I’m lucky to have two children who are both good readers, but they are different too. One is like me, a hopeless bookworm – the sort who reads at the breakfast table and bumps into things because he is holding a book to his face and the wall just seems to jump out of nowhere.
The other reads slower with more detail, he is a lot more discerning in his book tastes.
I remember a feeling of panic a couple of years ago when the youngest reached that ‘danger period’ for boys and stopped reading.
It crept up on me slowly. He was an independent reader and no longer needed me to read to him or help him select his books – or so I thought. I was wrong!
One day, I realized that he was barely reading at all. He never came home with books from school. He said he had read them all, and they were all boring.
When we went to the library, eldest son went straight to the catalogue where he poured over all the choices. He always came out with a bag of books that must have been at least half his body weight – and he read every single one.
Youngest son on the other hand, wandered from shelf to shelf and came out with nothing – or perhaps a couple of books that he borrowed because he “had to borrow something”. These books generally never left his library bag.
I panicked. I had never thought that a child of mine would stop reading. What I soon realized was that he still wanted to read…he just didn’t know where to go to find the books he liked. That’s why schools need trained teacher/librarians.

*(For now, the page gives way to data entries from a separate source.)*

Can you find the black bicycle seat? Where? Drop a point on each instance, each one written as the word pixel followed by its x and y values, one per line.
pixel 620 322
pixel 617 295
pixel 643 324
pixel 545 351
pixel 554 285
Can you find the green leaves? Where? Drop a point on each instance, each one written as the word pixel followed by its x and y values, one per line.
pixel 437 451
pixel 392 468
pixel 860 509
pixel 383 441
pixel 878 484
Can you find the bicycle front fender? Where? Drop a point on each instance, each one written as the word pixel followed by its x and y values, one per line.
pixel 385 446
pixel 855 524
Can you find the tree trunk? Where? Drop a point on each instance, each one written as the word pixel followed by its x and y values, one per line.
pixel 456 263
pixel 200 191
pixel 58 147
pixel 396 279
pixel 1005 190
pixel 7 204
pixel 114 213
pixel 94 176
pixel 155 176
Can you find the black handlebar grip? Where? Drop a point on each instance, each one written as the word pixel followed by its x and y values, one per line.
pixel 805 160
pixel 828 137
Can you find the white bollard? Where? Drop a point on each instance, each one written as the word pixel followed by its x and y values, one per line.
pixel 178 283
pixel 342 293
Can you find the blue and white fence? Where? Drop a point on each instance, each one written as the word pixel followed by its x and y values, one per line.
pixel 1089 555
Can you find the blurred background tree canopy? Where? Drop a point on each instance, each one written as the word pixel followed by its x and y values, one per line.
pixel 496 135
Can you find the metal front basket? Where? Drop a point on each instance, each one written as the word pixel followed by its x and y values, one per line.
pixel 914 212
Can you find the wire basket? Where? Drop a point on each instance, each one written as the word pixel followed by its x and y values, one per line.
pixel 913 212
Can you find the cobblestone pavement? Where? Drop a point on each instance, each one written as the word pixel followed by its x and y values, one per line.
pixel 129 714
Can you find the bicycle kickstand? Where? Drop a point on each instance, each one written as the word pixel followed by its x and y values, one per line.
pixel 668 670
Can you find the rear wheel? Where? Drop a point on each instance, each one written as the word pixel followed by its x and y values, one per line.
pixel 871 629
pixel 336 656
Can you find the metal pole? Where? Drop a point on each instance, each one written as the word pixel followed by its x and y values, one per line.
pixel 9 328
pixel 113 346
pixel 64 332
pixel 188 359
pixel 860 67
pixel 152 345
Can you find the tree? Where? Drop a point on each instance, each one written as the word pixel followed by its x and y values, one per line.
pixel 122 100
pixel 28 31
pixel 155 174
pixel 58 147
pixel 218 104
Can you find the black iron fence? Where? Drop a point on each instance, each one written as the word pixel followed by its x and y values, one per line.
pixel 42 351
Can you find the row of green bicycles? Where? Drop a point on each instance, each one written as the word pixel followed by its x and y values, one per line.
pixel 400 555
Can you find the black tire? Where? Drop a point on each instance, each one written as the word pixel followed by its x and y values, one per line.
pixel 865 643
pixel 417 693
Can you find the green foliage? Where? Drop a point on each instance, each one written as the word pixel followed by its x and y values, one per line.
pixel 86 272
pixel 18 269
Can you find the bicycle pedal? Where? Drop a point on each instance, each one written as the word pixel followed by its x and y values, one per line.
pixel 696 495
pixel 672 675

Fortunately, in grade 4, my son had a teacher who was switched on to his quirky sense of humor. She brought him books from her own private collection, which he eagerly devoured. I spent a great deal of time with him at public libraries asking the librarians for recommendations, and trawling the bookshelves with him. We also started reading together again as a family, and it’s something we still enjoy.
For my son, ‘the danger period’ when boys stop reading wasn’t brought about by him deciding he didn’t like books anymore. It was caused by having nobody, particularly at school, to guide his reading. I wonder how many other kids stop reading for this very reason – they simply don’t know what book to pick up.
I implore the people with the decision-making powers to employ MORE teacher librarians, not the reverse. If our politicians want improved literacy skills, then they must do their part to ensure that all kids have the resources they need to keep them reading.